Considerando que conhecia a lei e não a respeitou, agindo "forma, livre, deliberada e consciente", o Tribunal não teve dúvidas de que houve culpa e dolo da CML, aplicando-lhe uma multa de 1 milhão de euros, que Tiago Cabanas Alves concorda ser "mais que ajustado, ponderado e necessário face à gravidade e à desconsideração da proteção dos dados pessoais praticada".
"Importa constatar que a esta sentença não é uma decisão final: existe a possibilidade de o Município de Lisboa recorrer e, como tal, ainda vir a alterar a decisão", lembra, porém, o advogado que representa a CNPD no processo. "Mas a meu ver é uma sentença histórica, na medida em que o Tribunal clarifica que as entidades públicas devem ter um cuidado especial na proteção dos dados pessoais dos cidadãos, uma vez que tratam dados pessoais em massa. Assim como fica claro que podem ser sancionadas, tal como as entidades privadas, e que em Portugal, por vontade do legislador, as obrigações resultantes do Regulamento Geral sobre a Proteção de Dados (RGPD) para os responsáveis de tratamento se aplicam ao setor público e privado", vinca o jurista.
Contactado também, o advogado que representou a autarquia no caso Russiagate, Tiago Félix da Costa, não respondeu ao pedido de comentário do SAPO até à hora de publicação desta notícia.
Fonte oficial da Câmara Municipal de Lisboa, por sua vez, confirma que ainda está a refletir se avançará com o recurso da decisão. E não faz comentários adicionais aos que tornou públicos quando foi conhecida a decisão, limitando-se a tornar a lamentar "a pesada herança" socialista e a garantir que vai sempre "defender os lisboetas". "Mais uma vez, a Autarquia lamenta esta pesada herança deixada pelo anterior executivo socialista e o seu impacto muito relevante. Em defesa dos interesses dos lisboetas, a Câmara Municipal encontra-se a avaliar se irá recorrer da decisão judicial agora conhecida", admite o atual presidente da CML, Carlos Moedas.

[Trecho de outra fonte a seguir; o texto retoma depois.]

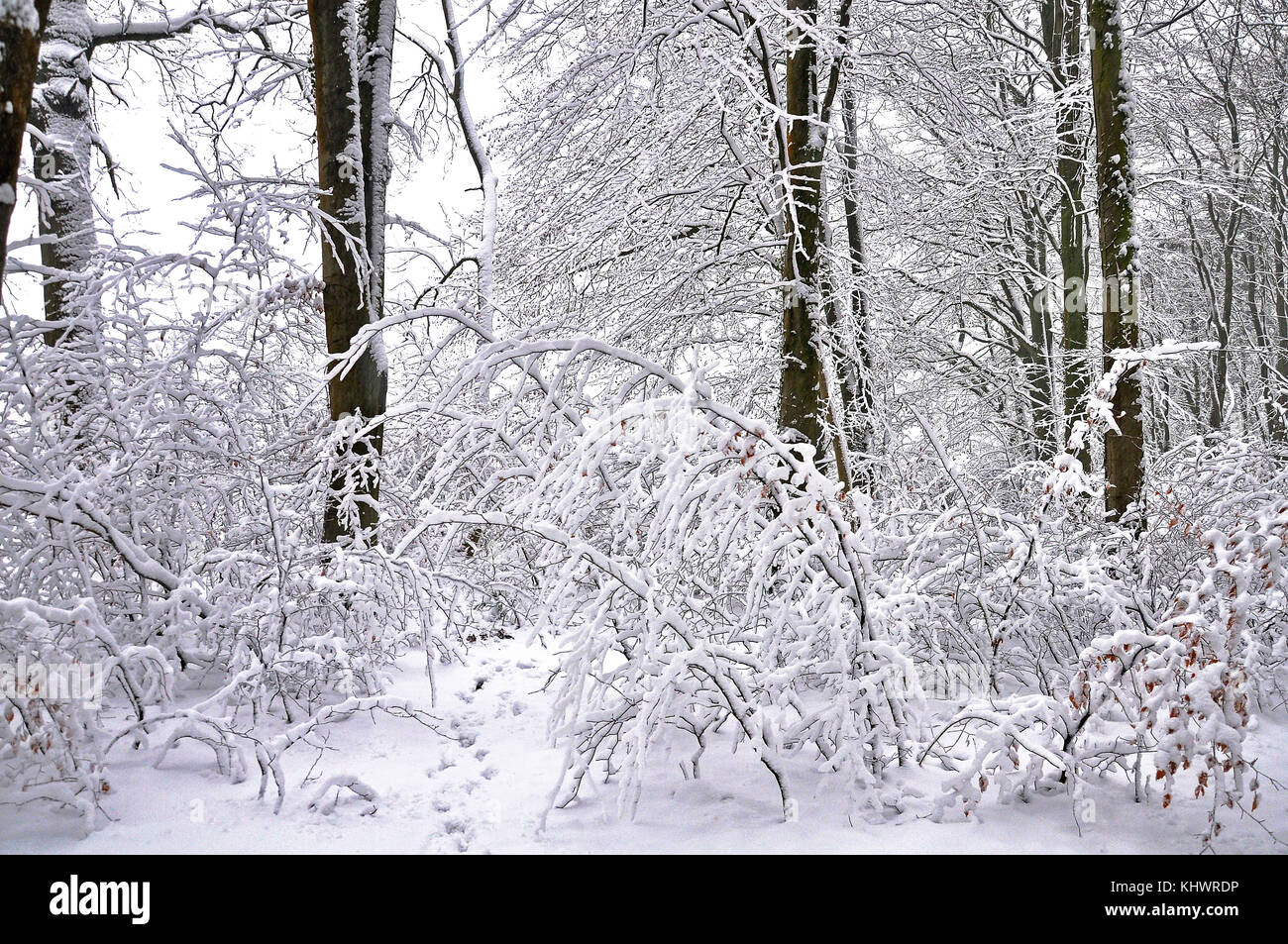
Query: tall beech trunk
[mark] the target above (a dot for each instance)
(20, 47)
(1061, 29)
(802, 400)
(854, 373)
(351, 54)
(62, 115)
(1125, 451)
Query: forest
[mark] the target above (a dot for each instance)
(738, 425)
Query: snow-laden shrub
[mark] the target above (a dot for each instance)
(698, 572)
(1140, 649)
(161, 487)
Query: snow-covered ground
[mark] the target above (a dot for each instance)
(487, 790)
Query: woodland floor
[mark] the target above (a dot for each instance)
(485, 792)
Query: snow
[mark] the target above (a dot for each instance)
(487, 790)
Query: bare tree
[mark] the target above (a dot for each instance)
(1113, 102)
(20, 46)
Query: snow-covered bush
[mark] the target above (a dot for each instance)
(698, 572)
(160, 493)
(1116, 646)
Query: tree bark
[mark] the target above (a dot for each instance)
(802, 406)
(1063, 39)
(1112, 102)
(348, 91)
(20, 48)
(62, 115)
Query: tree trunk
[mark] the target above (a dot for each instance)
(20, 47)
(62, 115)
(855, 381)
(349, 89)
(1063, 37)
(1112, 102)
(800, 400)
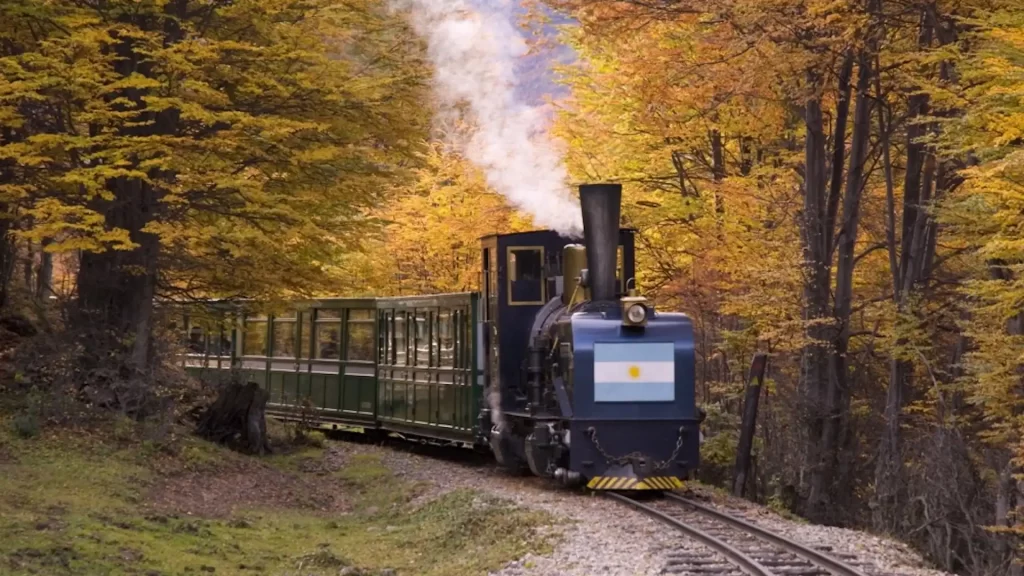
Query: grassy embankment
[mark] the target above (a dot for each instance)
(100, 501)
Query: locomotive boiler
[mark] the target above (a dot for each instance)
(589, 382)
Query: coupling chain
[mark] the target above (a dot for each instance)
(635, 455)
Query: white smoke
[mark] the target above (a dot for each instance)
(474, 53)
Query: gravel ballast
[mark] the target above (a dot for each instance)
(603, 537)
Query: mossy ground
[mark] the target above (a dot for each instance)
(93, 502)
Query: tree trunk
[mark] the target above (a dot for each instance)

Para Tiago Cabanas Alves, porém, "a justiça funcionou". Mesmo porque "permitiu que existisse um procedimento administrativo, de onde resultou a aplicação de uma coima e ao mesmo tempo que a entidade visada tivesse a possibilidade de pedir a apreciação da legalidade a um tribunal, o que resultou nesta sentença". "A isto acresce que a sentença condena de forma veemente os procedimentos do Município de Lisboa, confirmando integralmente a acusação da CNPD. A redução da coima, nesta sentença, tem apenas que ver com o decurso do tempo, de onde resulta a prescrição e não de qualquer juízo positivo dos procedimentos existentes no município, que felizmente foram alterados após a intervenção da CNPD", diz ainda o advogado ao SAPO.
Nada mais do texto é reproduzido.